Going back to his Vietnam veteran's roots, Charging Elk says he avoided any kind of honoring for Vietnam veterans and other such memorials up until 2003. Now he says, "I realize now that PTSD and all other related symptoms are imbedded deep." His father was a World War II veteran and a sole surviving son like Edd who is undergoing PTSD counseling now.
Eighteen months later, his third son, Quentin, 22, died from a staphylococcus infection after spending a week in Rapid City. "Coping with life today I learned to respect life and I learned to respect death. Respect is foremost for everyone and that became evident after 2003. I felt bad for a year and mourned. They are in a better place."
He says now that they are in a better place and he has gotten stronger, it is time to see what he can do for the tribe. He said, "I hold combat veterans in high esteem. I hope more would get involved in youth suicide prevention and health education. We tend to wait until it is too late."
After returning from Vietnam Charging Elk said that the late Merv Colombe called him to his house at a very specific time to share a shot of whiskey. He said he arrived at 4 p.m and they sat at a table under a tree and shared his very best whiskey. He said Colombe talked about the number of children he had and that he hoped they would never die before him.
Edd said, "He had a lot of foresight. Maybe he was trying to warn me. As traditional people we give our children everything they want. There is a danger in raising them too close as right after the funeral they wanted to visit the grave. They were saying, 'If he is gone, I want to be gone.' If you raise children close they are not afraid of death."
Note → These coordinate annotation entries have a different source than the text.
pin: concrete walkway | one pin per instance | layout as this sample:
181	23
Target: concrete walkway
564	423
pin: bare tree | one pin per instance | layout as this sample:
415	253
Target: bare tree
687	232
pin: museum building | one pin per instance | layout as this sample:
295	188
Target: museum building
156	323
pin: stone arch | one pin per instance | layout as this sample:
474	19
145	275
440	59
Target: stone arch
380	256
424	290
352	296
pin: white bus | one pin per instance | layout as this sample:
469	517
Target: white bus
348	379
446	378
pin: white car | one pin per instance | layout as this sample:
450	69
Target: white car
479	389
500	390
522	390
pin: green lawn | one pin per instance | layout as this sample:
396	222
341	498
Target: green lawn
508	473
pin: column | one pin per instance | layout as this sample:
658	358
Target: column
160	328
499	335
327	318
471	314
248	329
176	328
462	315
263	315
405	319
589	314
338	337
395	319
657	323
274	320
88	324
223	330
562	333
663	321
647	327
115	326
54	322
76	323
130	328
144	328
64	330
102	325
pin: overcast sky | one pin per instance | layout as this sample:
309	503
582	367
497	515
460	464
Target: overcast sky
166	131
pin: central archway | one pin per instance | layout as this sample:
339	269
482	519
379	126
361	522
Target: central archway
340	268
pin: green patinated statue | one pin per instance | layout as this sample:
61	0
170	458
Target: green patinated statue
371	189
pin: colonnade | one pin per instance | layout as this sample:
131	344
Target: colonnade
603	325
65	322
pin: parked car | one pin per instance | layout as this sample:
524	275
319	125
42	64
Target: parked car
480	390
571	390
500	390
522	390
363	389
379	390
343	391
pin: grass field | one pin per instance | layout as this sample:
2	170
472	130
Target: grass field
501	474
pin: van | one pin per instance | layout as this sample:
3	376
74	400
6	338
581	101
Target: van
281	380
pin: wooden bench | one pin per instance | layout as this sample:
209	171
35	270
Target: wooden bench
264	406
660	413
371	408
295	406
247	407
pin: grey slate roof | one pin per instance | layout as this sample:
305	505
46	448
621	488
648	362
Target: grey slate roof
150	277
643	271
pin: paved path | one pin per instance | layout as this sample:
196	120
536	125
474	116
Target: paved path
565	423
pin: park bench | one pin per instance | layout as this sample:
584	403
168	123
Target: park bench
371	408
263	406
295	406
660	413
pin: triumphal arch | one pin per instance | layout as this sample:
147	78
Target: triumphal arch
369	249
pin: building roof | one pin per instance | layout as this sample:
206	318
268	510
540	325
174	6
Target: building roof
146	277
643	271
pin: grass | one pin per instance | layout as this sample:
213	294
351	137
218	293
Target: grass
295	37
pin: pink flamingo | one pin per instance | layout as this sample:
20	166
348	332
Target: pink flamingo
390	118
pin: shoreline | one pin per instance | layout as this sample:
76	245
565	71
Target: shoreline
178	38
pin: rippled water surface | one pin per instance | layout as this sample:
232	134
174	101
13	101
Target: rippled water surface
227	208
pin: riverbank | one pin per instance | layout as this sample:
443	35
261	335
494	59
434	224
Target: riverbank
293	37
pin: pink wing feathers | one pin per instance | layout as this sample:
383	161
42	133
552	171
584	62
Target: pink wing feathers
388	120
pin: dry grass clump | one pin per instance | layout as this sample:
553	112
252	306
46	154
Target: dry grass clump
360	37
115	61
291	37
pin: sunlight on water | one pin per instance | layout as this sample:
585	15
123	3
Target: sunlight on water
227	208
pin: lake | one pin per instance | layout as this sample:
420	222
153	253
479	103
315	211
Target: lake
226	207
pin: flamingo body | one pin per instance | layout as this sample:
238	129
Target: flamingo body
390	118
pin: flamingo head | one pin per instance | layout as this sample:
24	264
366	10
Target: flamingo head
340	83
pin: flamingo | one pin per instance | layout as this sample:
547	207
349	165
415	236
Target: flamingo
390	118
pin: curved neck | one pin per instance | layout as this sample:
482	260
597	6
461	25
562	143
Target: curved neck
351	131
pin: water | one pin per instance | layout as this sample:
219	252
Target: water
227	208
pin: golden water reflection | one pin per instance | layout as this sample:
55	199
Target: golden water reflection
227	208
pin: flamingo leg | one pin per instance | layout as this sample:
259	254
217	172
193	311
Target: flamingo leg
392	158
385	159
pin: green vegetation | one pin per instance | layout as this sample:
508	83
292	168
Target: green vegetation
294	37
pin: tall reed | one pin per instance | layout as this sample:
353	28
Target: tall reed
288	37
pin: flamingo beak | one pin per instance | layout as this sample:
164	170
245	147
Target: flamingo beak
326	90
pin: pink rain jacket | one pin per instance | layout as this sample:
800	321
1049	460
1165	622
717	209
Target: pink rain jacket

Charging Elk also sponsored a Ghost Dance east of Mission a couple of years ago and he said approximately 200 people attended the night event, many from the southwest.
When asked about what advice he might give to those who have lost children he said, "I think we have to revisit the word 'traditional.' In the old days respect was number one. It has to come from the heart. Society has tried to assimilate us into white society and there are pressures that are weighing on traditional thoughts."
He added, "When you talk, talk from the heart. We use 'wolakota' and practice it from the heart. Wanka tanka helps us through tough times."
The strength and resilience that Charging Elk has demonstrated shines through each time you visit with him as he says he is undergoing post-traumatic disorder counseling now.
He misses his old friends, like Ed Bordeaux, Carl Beauvais, Sr., and others from his generation who have journeyed to the spirit world for a variety of reasons.
Now he visits with other combat veterans who served in Vietnam like Nick Leading Fighter and Sonny Hare.
His efforts in "Nam" earned him the Air Medal, Republic of Vietnam Gallantry Cross, the Good Conduct Medal among others and he will be receiving his father's flag from the Tripp County Veterans Affairs office.
As Edd faces one day at a time, he says, "I put all deaths in the same category and in the same spiritual philosophy knowing that my three sons and their mom is in a better place."